Since most of Richard’s inner circle had either been killed or fled the battle, few reprisals seem to have been considered necessary. Most men who had fought for Richard who were taken captive were later released, with the Crowland chronicler recording that only two men ‘from the western parts’, named Bracher, who had fallen into ‘the ha
nds of the victors’ were later hanged on the gallows. Their deaths may have in any case been part of some private vendetta: William Bracher was a yeoman of the crown who in March 1484 had been rewarded with the manors of Cheddar and Barrow Gurney that had belonged to Sir William Berkeley ‘for his good service against the rebels’. With battle came the legitimate opportunity to settle old scores; it was on the field that private and public grievances could be settled as one.

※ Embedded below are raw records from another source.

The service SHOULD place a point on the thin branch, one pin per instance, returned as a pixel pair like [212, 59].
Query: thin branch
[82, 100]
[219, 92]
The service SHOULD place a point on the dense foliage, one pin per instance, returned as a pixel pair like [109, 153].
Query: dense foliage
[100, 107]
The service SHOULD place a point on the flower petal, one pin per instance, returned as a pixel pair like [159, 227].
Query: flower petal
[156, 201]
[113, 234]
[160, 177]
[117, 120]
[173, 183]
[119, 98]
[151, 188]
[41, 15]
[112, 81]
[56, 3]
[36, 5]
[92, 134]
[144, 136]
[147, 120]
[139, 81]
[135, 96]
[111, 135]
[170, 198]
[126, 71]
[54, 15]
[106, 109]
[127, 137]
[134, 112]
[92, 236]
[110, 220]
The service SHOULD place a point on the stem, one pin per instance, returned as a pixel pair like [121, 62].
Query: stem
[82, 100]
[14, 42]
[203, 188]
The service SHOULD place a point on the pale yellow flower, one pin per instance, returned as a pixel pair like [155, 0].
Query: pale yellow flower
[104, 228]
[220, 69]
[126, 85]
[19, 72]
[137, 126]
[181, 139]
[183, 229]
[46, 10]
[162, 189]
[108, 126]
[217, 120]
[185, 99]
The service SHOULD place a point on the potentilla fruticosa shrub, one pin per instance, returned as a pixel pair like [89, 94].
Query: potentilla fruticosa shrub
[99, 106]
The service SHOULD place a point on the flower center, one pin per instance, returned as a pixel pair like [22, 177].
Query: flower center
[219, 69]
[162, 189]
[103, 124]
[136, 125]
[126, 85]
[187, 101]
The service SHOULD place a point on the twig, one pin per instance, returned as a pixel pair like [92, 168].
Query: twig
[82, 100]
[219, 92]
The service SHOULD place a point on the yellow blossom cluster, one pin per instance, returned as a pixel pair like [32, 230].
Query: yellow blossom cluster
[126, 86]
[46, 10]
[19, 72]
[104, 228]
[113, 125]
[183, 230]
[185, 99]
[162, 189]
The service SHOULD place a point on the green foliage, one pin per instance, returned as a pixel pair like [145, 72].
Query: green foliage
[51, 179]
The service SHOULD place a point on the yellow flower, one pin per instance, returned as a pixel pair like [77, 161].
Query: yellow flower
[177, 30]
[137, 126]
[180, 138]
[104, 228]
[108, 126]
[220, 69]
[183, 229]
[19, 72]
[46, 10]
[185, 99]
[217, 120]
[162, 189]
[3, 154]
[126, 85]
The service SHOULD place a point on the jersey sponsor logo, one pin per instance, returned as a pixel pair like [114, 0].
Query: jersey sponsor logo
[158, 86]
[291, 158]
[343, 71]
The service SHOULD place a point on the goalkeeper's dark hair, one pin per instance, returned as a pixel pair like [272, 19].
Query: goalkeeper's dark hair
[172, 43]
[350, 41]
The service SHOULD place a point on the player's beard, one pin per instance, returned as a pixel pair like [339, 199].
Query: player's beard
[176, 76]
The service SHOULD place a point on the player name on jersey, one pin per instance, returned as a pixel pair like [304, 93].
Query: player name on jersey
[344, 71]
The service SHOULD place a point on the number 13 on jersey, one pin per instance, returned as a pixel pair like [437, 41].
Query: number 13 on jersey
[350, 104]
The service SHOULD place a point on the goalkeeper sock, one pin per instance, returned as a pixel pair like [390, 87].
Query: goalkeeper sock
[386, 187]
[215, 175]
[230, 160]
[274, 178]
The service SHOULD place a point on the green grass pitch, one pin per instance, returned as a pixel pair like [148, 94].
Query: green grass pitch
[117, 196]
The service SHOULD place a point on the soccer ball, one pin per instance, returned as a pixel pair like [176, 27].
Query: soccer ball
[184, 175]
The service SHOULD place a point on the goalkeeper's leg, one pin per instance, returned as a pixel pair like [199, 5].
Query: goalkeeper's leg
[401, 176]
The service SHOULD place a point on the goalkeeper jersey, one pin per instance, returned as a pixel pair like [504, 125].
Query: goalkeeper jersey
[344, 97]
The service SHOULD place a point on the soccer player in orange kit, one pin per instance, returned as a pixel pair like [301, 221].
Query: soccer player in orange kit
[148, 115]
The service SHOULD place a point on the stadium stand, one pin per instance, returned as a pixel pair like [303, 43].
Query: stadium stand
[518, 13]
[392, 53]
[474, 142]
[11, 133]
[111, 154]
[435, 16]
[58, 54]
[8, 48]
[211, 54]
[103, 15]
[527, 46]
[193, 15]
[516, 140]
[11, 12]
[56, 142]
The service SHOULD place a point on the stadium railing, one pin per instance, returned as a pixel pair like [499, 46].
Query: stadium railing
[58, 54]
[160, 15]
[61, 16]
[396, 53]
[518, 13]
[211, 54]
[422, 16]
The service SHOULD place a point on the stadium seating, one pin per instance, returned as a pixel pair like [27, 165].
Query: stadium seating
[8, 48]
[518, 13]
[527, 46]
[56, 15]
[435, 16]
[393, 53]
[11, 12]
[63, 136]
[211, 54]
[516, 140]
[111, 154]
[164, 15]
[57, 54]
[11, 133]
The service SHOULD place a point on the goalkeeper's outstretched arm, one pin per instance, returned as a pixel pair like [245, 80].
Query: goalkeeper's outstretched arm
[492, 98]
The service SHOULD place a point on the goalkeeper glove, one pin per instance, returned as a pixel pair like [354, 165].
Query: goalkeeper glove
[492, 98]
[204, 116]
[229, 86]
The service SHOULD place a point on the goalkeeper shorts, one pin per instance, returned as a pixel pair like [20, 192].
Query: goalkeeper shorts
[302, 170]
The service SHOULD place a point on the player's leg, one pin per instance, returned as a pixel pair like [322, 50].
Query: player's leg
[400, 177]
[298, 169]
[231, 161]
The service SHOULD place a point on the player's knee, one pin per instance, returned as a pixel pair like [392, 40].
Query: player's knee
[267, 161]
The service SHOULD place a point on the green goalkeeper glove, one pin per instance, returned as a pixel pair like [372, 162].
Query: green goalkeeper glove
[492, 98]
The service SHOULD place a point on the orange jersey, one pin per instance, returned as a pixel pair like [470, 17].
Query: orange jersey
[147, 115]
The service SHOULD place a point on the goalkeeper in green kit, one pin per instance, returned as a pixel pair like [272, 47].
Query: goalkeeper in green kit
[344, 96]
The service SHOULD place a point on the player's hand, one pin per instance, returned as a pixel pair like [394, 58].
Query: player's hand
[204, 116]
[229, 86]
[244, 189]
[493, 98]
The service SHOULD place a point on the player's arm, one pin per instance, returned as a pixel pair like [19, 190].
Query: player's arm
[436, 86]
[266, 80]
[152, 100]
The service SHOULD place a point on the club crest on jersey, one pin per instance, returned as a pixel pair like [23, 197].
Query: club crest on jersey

For Thomas Stanley, who for several decades had conducted a campaign of violence and intimidation upon a neighbouring gentry family, the Harringtons, over a land dispute, the battle provided the opportunity he had been waiting for to ensure that his local rival was all but destroyed for taking Richard’s side. After the battle, Harrington was left with ‘no livelihood’ and in ‘great poverty’ as a result of his attainder. Harrington’s nephew later claimed that the attainder had only been passed at Stanley’s insistence, ‘for old malice and grudge that he had’. Years later, one of the family’s ancestors went so far as to declare that Stanley had ‘caused’ Sir James Harrington to be attainted, ‘where in for a truth the said James was never against the King in no field’. In the heat of battle, however, not all private vengeances were exacted as successfully: one north Midlands squire, John Babington of Dethick, was allegedly killed by James Blount, motivated by the chance to increase his inheritance. But Blount got the wrong man. His intended target had been John Babington of Chilwell.